Menthol and Eucalyptus
Menthol (from peppermint) and eucalyptus oil are staples in vapor rubs, chest balms, and shower tablets for good reason: they make your nose feel dramatically more open. What’s interesting is that they don’t actually reduce swelling inside your nasal passages. Instead, they activate cold-sensing receptors (called TRPM8 receptors) in the lining of your nose. These receptors are the same ones that detect a cool breeze, so menthol tricks your brain into perceiving greater airflow even though the physical obstruction hasn’t changed.
That might sound like a placebo, but the sensation of relief is real and consistent. You can add a few drops of eucalyptus oil to a bowl of hot water for steam inhalation, apply a menthol-based balm under your nose, or use shower steamers that contain these oils.
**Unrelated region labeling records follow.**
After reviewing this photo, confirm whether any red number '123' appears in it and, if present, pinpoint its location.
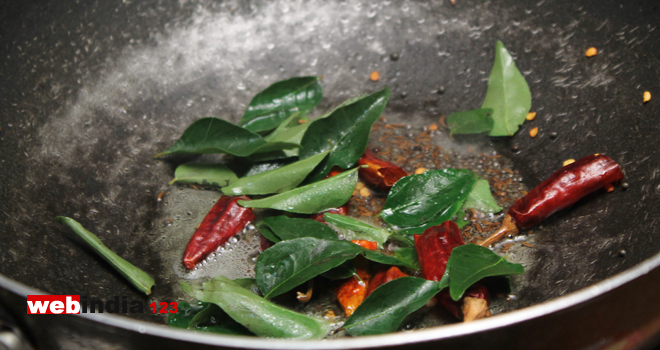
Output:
[149,301,179,314]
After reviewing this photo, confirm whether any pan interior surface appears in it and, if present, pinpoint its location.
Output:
[0,0,660,344]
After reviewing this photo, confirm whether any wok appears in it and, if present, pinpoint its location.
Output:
[0,0,660,349]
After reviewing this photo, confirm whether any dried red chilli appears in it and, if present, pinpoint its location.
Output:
[183,196,254,270]
[335,240,378,317]
[479,154,623,247]
[357,149,408,190]
[415,221,490,322]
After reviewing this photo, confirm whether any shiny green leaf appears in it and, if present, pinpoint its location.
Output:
[398,200,463,235]
[299,88,390,181]
[222,152,328,196]
[481,41,532,136]
[262,215,338,241]
[463,179,503,213]
[167,301,253,335]
[239,77,323,132]
[170,163,238,187]
[447,108,494,135]
[195,276,331,339]
[255,237,362,298]
[380,169,477,227]
[446,244,525,300]
[344,277,441,336]
[321,260,357,280]
[156,117,267,158]
[362,248,419,270]
[55,216,155,295]
[323,213,390,245]
[238,168,357,214]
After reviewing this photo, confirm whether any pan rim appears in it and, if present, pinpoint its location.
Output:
[5,249,660,349]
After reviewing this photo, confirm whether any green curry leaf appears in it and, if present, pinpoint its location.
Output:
[156,117,267,158]
[170,163,238,187]
[55,216,155,295]
[222,152,328,196]
[300,88,390,181]
[195,276,331,339]
[238,168,357,214]
[381,169,477,227]
[239,77,323,132]
[446,244,525,300]
[463,179,503,213]
[255,237,363,298]
[481,41,532,136]
[447,108,494,135]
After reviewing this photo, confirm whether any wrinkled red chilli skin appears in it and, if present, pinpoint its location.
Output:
[438,282,490,319]
[183,196,254,270]
[310,204,348,224]
[351,239,378,250]
[357,149,408,190]
[508,155,623,230]
[366,266,408,297]
[415,221,465,281]
[415,221,490,319]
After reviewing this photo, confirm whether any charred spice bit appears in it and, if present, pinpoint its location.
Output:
[183,196,254,270]
[585,47,598,57]
[415,221,490,322]
[357,149,408,190]
[296,279,314,303]
[643,91,651,103]
[479,155,623,247]
[529,127,539,137]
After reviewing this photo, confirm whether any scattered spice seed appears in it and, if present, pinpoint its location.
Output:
[586,47,598,57]
[360,187,371,197]
[644,91,651,103]
[529,127,539,137]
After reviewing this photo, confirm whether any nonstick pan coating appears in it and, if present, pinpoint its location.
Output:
[0,0,660,346]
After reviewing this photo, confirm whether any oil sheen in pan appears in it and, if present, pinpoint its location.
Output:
[155,121,534,337]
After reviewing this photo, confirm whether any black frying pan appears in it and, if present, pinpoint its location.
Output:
[0,0,660,348]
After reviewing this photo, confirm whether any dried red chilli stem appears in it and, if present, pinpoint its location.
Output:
[183,196,254,270]
[415,221,490,322]
[479,155,623,247]
[357,149,408,190]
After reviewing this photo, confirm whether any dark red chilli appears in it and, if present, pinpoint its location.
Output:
[357,149,408,190]
[183,196,254,270]
[415,221,490,321]
[479,155,623,246]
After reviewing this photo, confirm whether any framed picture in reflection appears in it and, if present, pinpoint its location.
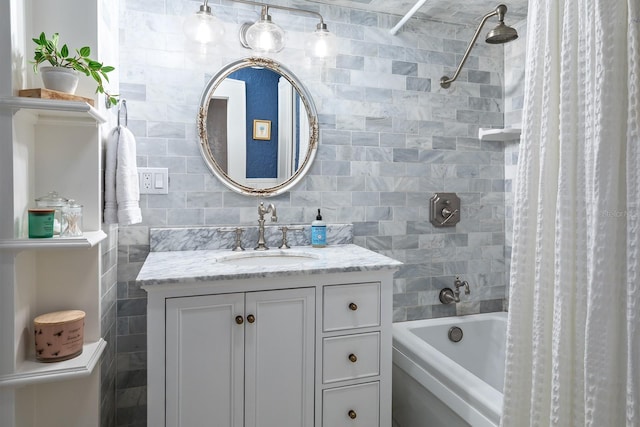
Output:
[253,119,271,140]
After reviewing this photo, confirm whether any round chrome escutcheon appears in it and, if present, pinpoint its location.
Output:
[448,326,463,342]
Avoid applying undiluted essential oils directly inside your nostrils, as they can irritate the delicate tissue there.
External Nasal Strips
Adhesive nasal strips work by physically pulling the nostrils open from the outside. Research published in The Annals of The Royal College of Surgeons of England found that these strips significantly increase the cross-sectional area of the nasal valve, the narrowest part of your airway. The most notable widening occurred deeper inside the nose at a structure called the inferior turbinate, with one study reporting an increase as high as 35%. In fact, one study found nasal strips widened the anterior nasal cavity more than a common decongestant spray.
Strips won’t clear mucus or reduce inflammation, but they’re useful when your congestion is partly structural, like during sleep or exercise. They’re also completely safe to combine with every other method on this list.
Spicy Foods
Eating something spicy, like hot peppers, horseradish, or wasabi, can temporarily turn your nose into a faucet. The heat and capsaicin activate a nerve (the trigeminal nerve) in your nasal lining, which triggers a burst of mucus production and dilates blood vessels in the nose. This is called gustatory rhinitis, and while it might seem counterproductive, the flood of thin, watery mucus can help flush out the thicker congestion that’s been sitting there. The effect stops soon after you finish eating, so think of it as a short-term flush rather than a lasting fix.
Acupressure Points on the Face
Pressing on specific points around your nose may help encourage sinus drainage. Two commonly recommended spots:
- LI20 (beside the nostrils): Located on either side of your nose, level with the bottom of each nostril, roughly in line with the center of your pupils. Pressing here may help stimulate drainage from the maxillary sinuses (the ones behind your cheekbones).
- Bitong (upper nose crease): Found at the highest point of the groove that runs from the side of your nose toward your cheek, where the nose curves outward. Gentle pressure here may relieve stuffiness and encourage drainage.
Apply steady, circular pressure to each point for one to three minutes. You shouldn’t feel pain. The evidence for acupressure is less robust than for saline rinsing or steam, but it’s free, harmless, and easy to do anywhere.
Combining Methods for Best Results
These approaches work through different mechanisms, so stacking them is more effective than picking just one. A practical routine for a badly congested day: drink a large glass of warm water or broth, do a steam inhalation session for 10 to 15 minutes to loosen mucus, follow up with a saline rinse to flush everything out, then apply a menthol balm for ongoing comfort. At night, elevate your head and use a nasal strip if you’re still struggling to breathe. Repeating the saline rinse two to three times a day is safe as long as you’re using properly prepared water each time.
If your congestion lasts longer than 10 days, comes with a fever, or produces dark green or bloody mucus, something beyond a standard cold or allergy may be going on, and professional evaluation is worthwhile.